В Париже, в музее Родена, я подолгу стоял перед его работами, перед фантастическим этим сочетанием будто бы нерасторжимо переплетенных и в то же время не соединенных нерасторжимо человеческих тел, устремляющих к небу мольбу о полном соединении и понимающих — не умом, а телом — его невозможность.
Родена обвиняли в модернизме, в неправдоподобии, в неоправданной экспрессии, в разрушении золотых антично-ренессансных канонов и заветов, в том, наконец, что он далек от реальной жизни. И вот большие катки, «тиражированные» миллионами телеэкранов, показывают это «неправдоподобие», этот «отрыв от реальности».

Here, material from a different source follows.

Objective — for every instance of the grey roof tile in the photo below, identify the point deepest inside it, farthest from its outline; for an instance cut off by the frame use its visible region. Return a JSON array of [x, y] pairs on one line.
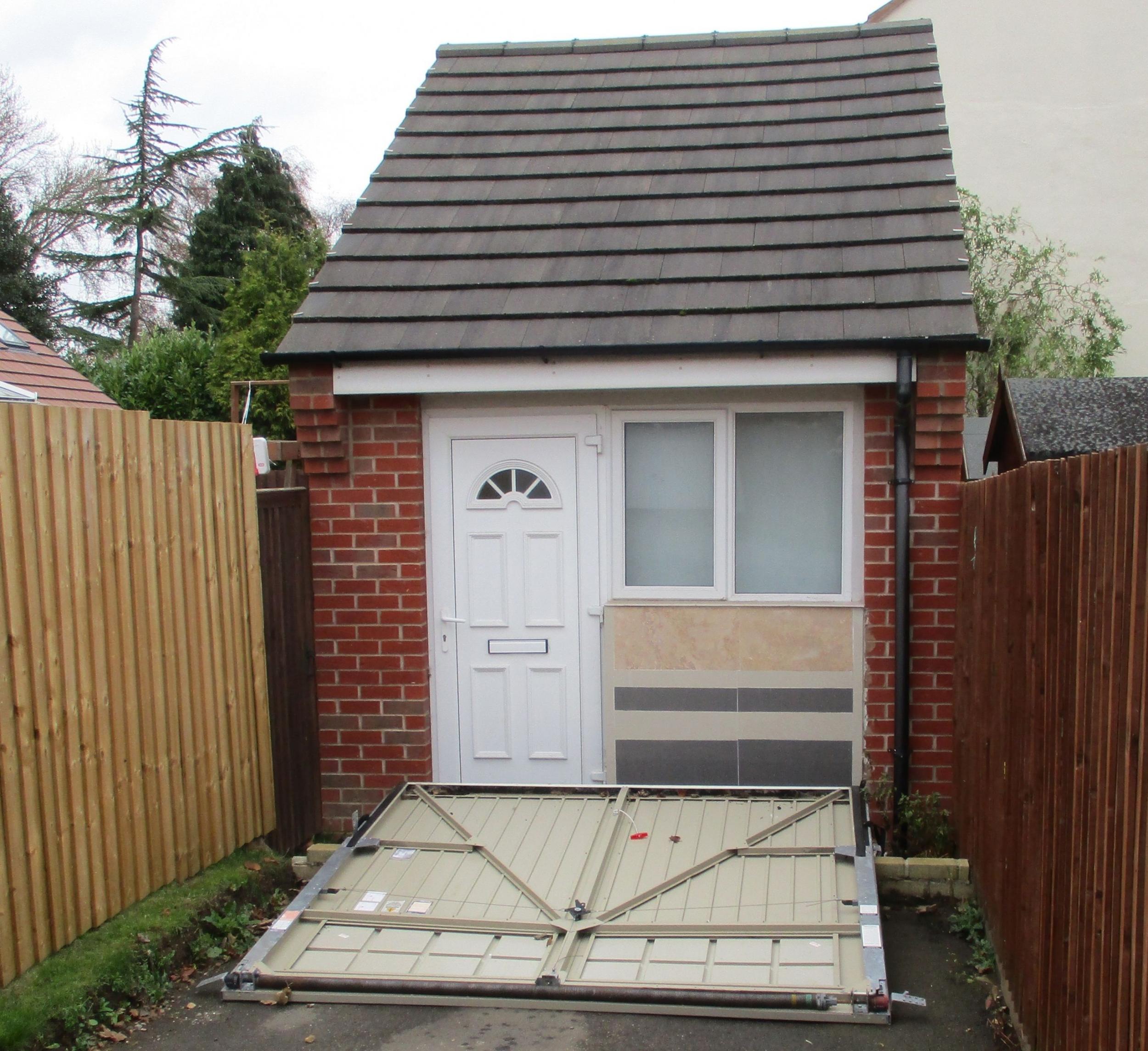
[[1070, 417], [737, 189]]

Павлинов умел видеть неожиданно и точно.
Его записи несистематичны. Он вообще не обладал систематическим умом, часто менял темы раздумий, хотя при этом, как мне кажется, все время думал о чем-то одном. Оставлю на несколько минут читателя один на один с «лабораторией-лабиринтом» его мысли.

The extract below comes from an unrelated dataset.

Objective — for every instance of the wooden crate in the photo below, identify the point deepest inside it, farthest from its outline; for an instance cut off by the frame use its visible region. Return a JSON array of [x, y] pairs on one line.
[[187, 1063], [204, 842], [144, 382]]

«Итальянский Ренессанс — Возрождение — возродил не только существовавшее и сохранившееся в обломках и руинах, но и существовавшее и утраченное, то есть по законам реализма не существовавшее, — то, что нельзя ни увидеть, ни ощутить, ни наглядно постигнуть; но и этого мало: он возродил и то, что существовало лишь в замыслах, в возможностях. Бенуа пишет об античной живописи, что наши суждения о ней — фантастические, потому что она почти не сохранилась. Эта живопись ожила в полотнах Ренессанса. Она существовала и не сохранилась и опять стала существовать.
Но и этого мало: Возрождение возродило и то, что могло быть. То есть оно возродило и фантастически бывшее, и утраченное (как античная живопись), и фантастически небывшее. И в этом высший смысл Возрождения…»

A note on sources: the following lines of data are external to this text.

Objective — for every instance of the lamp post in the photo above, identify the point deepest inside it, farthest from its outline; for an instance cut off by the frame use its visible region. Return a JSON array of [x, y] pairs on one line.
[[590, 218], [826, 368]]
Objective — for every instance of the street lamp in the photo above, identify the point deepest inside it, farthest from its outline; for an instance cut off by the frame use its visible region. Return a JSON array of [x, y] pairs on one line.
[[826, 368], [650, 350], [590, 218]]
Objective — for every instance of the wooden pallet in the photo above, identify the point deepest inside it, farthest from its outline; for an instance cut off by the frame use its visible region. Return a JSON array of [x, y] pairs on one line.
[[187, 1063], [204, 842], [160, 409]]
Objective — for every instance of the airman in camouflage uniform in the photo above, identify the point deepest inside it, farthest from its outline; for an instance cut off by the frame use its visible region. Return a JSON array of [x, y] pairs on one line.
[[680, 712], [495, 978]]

«Но все же от живописи античного мира что-то сохранилось, например чудом уцелевшие фрески разрушенных Везувием городов, Помпей и Геркуланума. Ирреальные пейзажи (то есть нереальные, будто бы увиденные во сне) и странно невесомые фигуры, изображенные на их фоне, внушают мне удивительную мысль. Эти города не могли не погибнуть! Между извержением Везувия и утонченной, утончившейся до последней степени культурой существуют какие-то загадочные отношения.
Мне кажется, что это — красота конца. Она же ощутима и в картинах Ватто и Сомова…»
«Мысль — художественная, философская — тот самый Гераклитов огонь, который временами затухает, временами возгорается; самое увлекательное — исследовать пути этого огня, его судьбу, когда он, казалось, потух до последней искры и оживает, потому что никогда не потухал окончательно. Пути его неисповедимы, но при всех неожиданностях он где-то непременно вспыхнет, он вспыхнет с какой-то первозданной силой, будто бы лишь сейчас зажжен, хотя это тот же старый-старый потухающе-возгорающийся огонь.
Платон, воскрешенный Флоренцией. Фрески Помпей и Геркуланума, воскресшие в полотнах художников Ренессанса, а потом — импрессионистов. Нежность и страсть Сафо в стихах Марины Цветаевой…»
«В том, что Леонардо (как и Микеланджело) оставлял часто работы незаконченными, есть какое-то величие, для них действительно развитие человеческой силы было самоцелью…»
«Все разрушенное, сожженное, погибнувшее — со-страивается, восстает из пепла, возрождается в созданиях творческой эпохи, наследующей силы „эпох упадка и разрушения“. Поэтому в высшем смысле ничего не утрачено».